国民の声は、独り占めしている連中を逮捕して刑務所に入れろ、というものだが、レバノンの刑法では買いだめは軽犯罪に分類され、制裁は罰金か最長6カ月の自由刑だ。

ところで、ガーダ・アウン判事はレバノン中央銀行のリアド・サラメ総裁に対する捜査・捜索令状を発付した。マネーロンダリングと海外への資金移転の容疑で、取り調べ日を定めた5日後になされたものだ。総裁はその取り調べの場に出頭しなかった。

レバノンの県検事総長ガッサン・オーアイダット氏は4月、アウン判事をこの事件から外した。だが、判事は捜査の続行を主張し、自由愛国運動の活動家の支援を得て両替会社に踏み込んだ。

別の事案では、レバノンのハッサン・ディアブ暫定首相は、昨年のベイルートの爆発事故の捜査を行うタレク・ビター判事の下に出頭しない予定だ。
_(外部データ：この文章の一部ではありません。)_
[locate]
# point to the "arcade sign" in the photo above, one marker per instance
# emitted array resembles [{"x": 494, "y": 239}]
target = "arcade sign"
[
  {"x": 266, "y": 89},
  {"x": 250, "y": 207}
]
ディアブ氏は26日にこの事件の被告として尋問を受けることになっているが、尋問は大統領・閣僚の裁判のための最高評議会でなされるべきだと主張している。

ビター判事の先任者である捜査判事、ファディ・サワン判事は、1年以上前に証人としてのディアブ氏の証言を聴いている。ディアブ氏はその証言では、港に硝酸アンモニウムが違法に保管されていたことを認め、爆発事故のわずか数日前の現場への訪問について心変わりした理由を説明した。